Optimum design of nuclear electric propulsion spacecraft for deep space exploration

Abstract

Future space exploration is now focused on new field-deep space planets. Deep space exploration and the development and utilization of resources are inestimable strategic significance for the country to seize the initiative and command heights of deep space exploration. Nuclear electric propulsion (NEP) systems convert heat from the fission reactor to electrical power and then use the electrical power to produce thrust. Compared with traditional propulsion technology, the NEP system with variable Isp can be used for several applications. The NEP spacecraft is more suitable for deep space exploration missions due to the advantages of high specific impulse, high power, and long life. This paper analyzes the relationship between the transfer travel time, specific mass, power, and payload ratio of the NEP spacecraft through simple performance models. Use the mass optimization and specific mass optimization models based on the NEP system composition and small thrust orbit theory to maximize the payload ratio for a given transfer time and technological characteristics. Finally, applied this NEP model to discuss the feasibility of Mars, Jupiter, and Saturn transfer missions and compared it with the Tianwen-1, Juno, and Cassini–Huygens spacecraft, respectively.
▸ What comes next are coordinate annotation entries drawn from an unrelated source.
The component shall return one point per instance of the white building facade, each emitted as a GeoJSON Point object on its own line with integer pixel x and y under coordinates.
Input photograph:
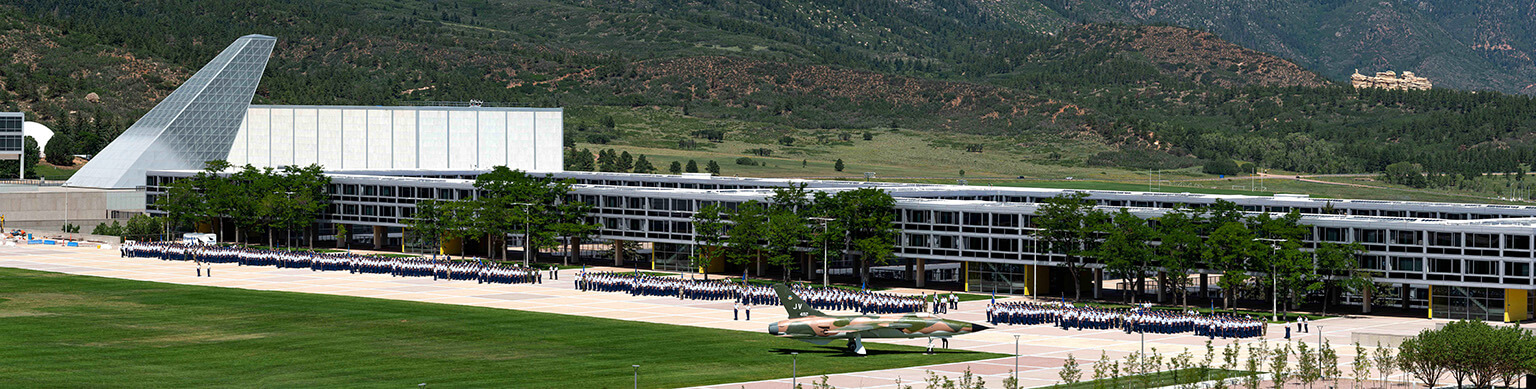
{"type": "Point", "coordinates": [400, 137]}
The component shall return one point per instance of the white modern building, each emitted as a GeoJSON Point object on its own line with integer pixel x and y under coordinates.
{"type": "Point", "coordinates": [400, 137]}
{"type": "Point", "coordinates": [209, 117]}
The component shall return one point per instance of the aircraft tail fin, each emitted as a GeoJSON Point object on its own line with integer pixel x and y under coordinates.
{"type": "Point", "coordinates": [793, 303]}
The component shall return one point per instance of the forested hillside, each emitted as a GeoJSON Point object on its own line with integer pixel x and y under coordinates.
{"type": "Point", "coordinates": [976, 76]}
{"type": "Point", "coordinates": [1458, 43]}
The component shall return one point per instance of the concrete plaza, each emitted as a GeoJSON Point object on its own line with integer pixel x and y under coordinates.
{"type": "Point", "coordinates": [1042, 349]}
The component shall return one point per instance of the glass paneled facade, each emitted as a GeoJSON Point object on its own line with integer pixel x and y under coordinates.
{"type": "Point", "coordinates": [11, 132]}
{"type": "Point", "coordinates": [194, 125]}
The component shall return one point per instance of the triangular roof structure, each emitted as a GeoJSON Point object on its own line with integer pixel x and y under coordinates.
{"type": "Point", "coordinates": [194, 125]}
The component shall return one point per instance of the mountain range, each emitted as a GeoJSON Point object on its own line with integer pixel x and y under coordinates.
{"type": "Point", "coordinates": [1142, 85]}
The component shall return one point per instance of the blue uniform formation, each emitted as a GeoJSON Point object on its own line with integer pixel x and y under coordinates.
{"type": "Point", "coordinates": [1128, 320]}
{"type": "Point", "coordinates": [413, 266]}
{"type": "Point", "coordinates": [751, 295]}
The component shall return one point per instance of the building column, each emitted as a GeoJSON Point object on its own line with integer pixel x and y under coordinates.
{"type": "Point", "coordinates": [380, 234]}
{"type": "Point", "coordinates": [1204, 285]}
{"type": "Point", "coordinates": [1099, 282]}
{"type": "Point", "coordinates": [1161, 286]}
{"type": "Point", "coordinates": [810, 266]}
{"type": "Point", "coordinates": [1515, 305]}
{"type": "Point", "coordinates": [919, 272]}
{"type": "Point", "coordinates": [618, 254]}
{"type": "Point", "coordinates": [1430, 302]}
{"type": "Point", "coordinates": [1364, 300]}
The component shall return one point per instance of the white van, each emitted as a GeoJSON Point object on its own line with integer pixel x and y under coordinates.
{"type": "Point", "coordinates": [200, 239]}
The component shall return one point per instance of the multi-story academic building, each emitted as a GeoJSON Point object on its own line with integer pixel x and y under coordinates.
{"type": "Point", "coordinates": [1452, 259]}
{"type": "Point", "coordinates": [1456, 260]}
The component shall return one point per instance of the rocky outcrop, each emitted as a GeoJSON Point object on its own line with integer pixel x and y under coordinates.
{"type": "Point", "coordinates": [1390, 80]}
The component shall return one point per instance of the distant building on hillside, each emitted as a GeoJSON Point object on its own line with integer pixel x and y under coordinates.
{"type": "Point", "coordinates": [1390, 80]}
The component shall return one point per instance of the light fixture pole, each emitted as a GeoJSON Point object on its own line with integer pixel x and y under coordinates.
{"type": "Point", "coordinates": [527, 234]}
{"type": "Point", "coordinates": [1016, 359]}
{"type": "Point", "coordinates": [824, 246]}
{"type": "Point", "coordinates": [794, 369]}
{"type": "Point", "coordinates": [1274, 277]}
{"type": "Point", "coordinates": [1320, 349]}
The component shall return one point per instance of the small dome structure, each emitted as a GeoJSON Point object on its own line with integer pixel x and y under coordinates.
{"type": "Point", "coordinates": [39, 132]}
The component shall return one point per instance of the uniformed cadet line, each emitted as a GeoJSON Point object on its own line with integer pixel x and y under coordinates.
{"type": "Point", "coordinates": [831, 299]}
{"type": "Point", "coordinates": [417, 266]}
{"type": "Point", "coordinates": [1131, 320]}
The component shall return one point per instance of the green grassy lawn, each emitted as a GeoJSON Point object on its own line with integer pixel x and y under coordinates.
{"type": "Point", "coordinates": [103, 332]}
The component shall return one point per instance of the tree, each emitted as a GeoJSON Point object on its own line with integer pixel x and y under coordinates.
{"type": "Point", "coordinates": [1125, 251]}
{"type": "Point", "coordinates": [625, 162]}
{"type": "Point", "coordinates": [1341, 263]}
{"type": "Point", "coordinates": [1069, 371]}
{"type": "Point", "coordinates": [1280, 365]}
{"type": "Point", "coordinates": [787, 225]}
{"type": "Point", "coordinates": [29, 157]}
{"type": "Point", "coordinates": [1255, 360]}
{"type": "Point", "coordinates": [1065, 229]}
{"type": "Point", "coordinates": [748, 228]}
{"type": "Point", "coordinates": [1330, 363]}
{"type": "Point", "coordinates": [1228, 251]}
{"type": "Point", "coordinates": [1386, 363]}
{"type": "Point", "coordinates": [1291, 269]}
{"type": "Point", "coordinates": [865, 216]}
{"type": "Point", "coordinates": [785, 232]}
{"type": "Point", "coordinates": [1180, 248]}
{"type": "Point", "coordinates": [644, 166]}
{"type": "Point", "coordinates": [1307, 368]}
{"type": "Point", "coordinates": [1426, 357]}
{"type": "Point", "coordinates": [430, 223]}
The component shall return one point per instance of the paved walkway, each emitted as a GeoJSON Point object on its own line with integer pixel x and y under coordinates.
{"type": "Point", "coordinates": [1042, 348]}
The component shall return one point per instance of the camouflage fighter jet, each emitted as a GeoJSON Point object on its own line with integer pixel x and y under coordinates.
{"type": "Point", "coordinates": [813, 326]}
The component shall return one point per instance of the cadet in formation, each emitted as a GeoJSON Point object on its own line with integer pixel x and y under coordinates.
{"type": "Point", "coordinates": [747, 294]}
{"type": "Point", "coordinates": [404, 266]}
{"type": "Point", "coordinates": [1129, 320]}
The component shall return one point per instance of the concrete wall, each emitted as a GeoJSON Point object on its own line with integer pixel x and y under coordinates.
{"type": "Point", "coordinates": [46, 208]}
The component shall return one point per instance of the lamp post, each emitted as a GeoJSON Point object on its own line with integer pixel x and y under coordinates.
{"type": "Point", "coordinates": [794, 369]}
{"type": "Point", "coordinates": [527, 234]}
{"type": "Point", "coordinates": [1274, 277]}
{"type": "Point", "coordinates": [1320, 349]}
{"type": "Point", "coordinates": [822, 220]}
{"type": "Point", "coordinates": [1016, 359]}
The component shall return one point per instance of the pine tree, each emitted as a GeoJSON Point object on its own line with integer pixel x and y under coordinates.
{"type": "Point", "coordinates": [644, 166]}
{"type": "Point", "coordinates": [625, 162]}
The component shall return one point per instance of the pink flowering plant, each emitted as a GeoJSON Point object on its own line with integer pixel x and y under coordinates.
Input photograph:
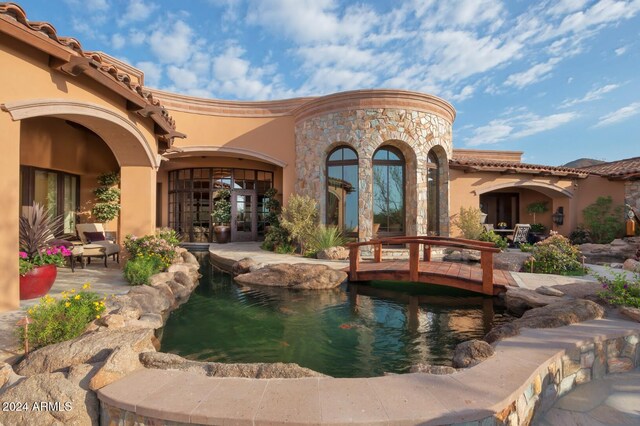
{"type": "Point", "coordinates": [37, 229]}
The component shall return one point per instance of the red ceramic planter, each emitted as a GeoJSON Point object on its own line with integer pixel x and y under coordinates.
{"type": "Point", "coordinates": [37, 282]}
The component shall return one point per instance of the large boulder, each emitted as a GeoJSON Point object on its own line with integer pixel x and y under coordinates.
{"type": "Point", "coordinates": [519, 300]}
{"type": "Point", "coordinates": [278, 370]}
{"type": "Point", "coordinates": [334, 253]}
{"type": "Point", "coordinates": [510, 260]}
{"type": "Point", "coordinates": [51, 400]}
{"type": "Point", "coordinates": [558, 314]}
{"type": "Point", "coordinates": [473, 352]}
{"type": "Point", "coordinates": [298, 276]}
{"type": "Point", "coordinates": [88, 348]}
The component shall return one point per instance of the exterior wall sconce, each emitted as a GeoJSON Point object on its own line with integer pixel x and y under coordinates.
{"type": "Point", "coordinates": [558, 216]}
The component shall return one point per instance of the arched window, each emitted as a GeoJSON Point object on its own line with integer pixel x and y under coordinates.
{"type": "Point", "coordinates": [388, 190]}
{"type": "Point", "coordinates": [433, 194]}
{"type": "Point", "coordinates": [342, 189]}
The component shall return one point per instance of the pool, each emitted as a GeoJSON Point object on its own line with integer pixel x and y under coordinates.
{"type": "Point", "coordinates": [352, 331]}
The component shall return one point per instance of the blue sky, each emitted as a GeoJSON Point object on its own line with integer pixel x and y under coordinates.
{"type": "Point", "coordinates": [559, 79]}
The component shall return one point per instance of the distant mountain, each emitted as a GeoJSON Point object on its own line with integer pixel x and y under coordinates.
{"type": "Point", "coordinates": [583, 162]}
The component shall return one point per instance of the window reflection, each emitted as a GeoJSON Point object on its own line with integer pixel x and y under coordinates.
{"type": "Point", "coordinates": [388, 190]}
{"type": "Point", "coordinates": [342, 189]}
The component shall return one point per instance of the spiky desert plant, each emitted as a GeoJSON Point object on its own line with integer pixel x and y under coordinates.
{"type": "Point", "coordinates": [38, 228]}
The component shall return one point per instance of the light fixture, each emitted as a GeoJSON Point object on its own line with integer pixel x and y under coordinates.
{"type": "Point", "coordinates": [558, 216]}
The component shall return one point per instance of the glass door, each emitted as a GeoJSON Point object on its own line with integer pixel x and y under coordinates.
{"type": "Point", "coordinates": [244, 218]}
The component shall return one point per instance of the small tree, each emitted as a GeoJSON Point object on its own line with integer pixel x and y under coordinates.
{"type": "Point", "coordinates": [107, 195]}
{"type": "Point", "coordinates": [300, 218]}
{"type": "Point", "coordinates": [469, 222]}
{"type": "Point", "coordinates": [604, 221]}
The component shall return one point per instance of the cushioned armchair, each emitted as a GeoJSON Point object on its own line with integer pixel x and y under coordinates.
{"type": "Point", "coordinates": [95, 243]}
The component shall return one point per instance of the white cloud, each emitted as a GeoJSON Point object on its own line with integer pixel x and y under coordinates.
{"type": "Point", "coordinates": [591, 95]}
{"type": "Point", "coordinates": [533, 75]}
{"type": "Point", "coordinates": [517, 127]}
{"type": "Point", "coordinates": [173, 44]}
{"type": "Point", "coordinates": [118, 41]}
{"type": "Point", "coordinates": [152, 73]}
{"type": "Point", "coordinates": [619, 115]}
{"type": "Point", "coordinates": [137, 11]}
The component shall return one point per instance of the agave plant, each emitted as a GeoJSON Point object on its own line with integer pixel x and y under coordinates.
{"type": "Point", "coordinates": [38, 229]}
Results show that when the NEP spacecraft specific mass reaches 4.77 kg/kW, the Earth–Mars transfer time can be changed to 331.31 days, the payload increases to 1650 kg, the transfer time for Jupiter and Saturn mission would be shorted to 661.31 days and 1131.31 days, the corresponding payload significantly increases which achieved to 1270 kg and 2981 kg. The nuclear electric propulsion spacecraft dramatically improves the detection capability of the spacecraft and provides a reference for the feasibility demonstration and subsequent design of the deep space and the extrasolar planet exploration.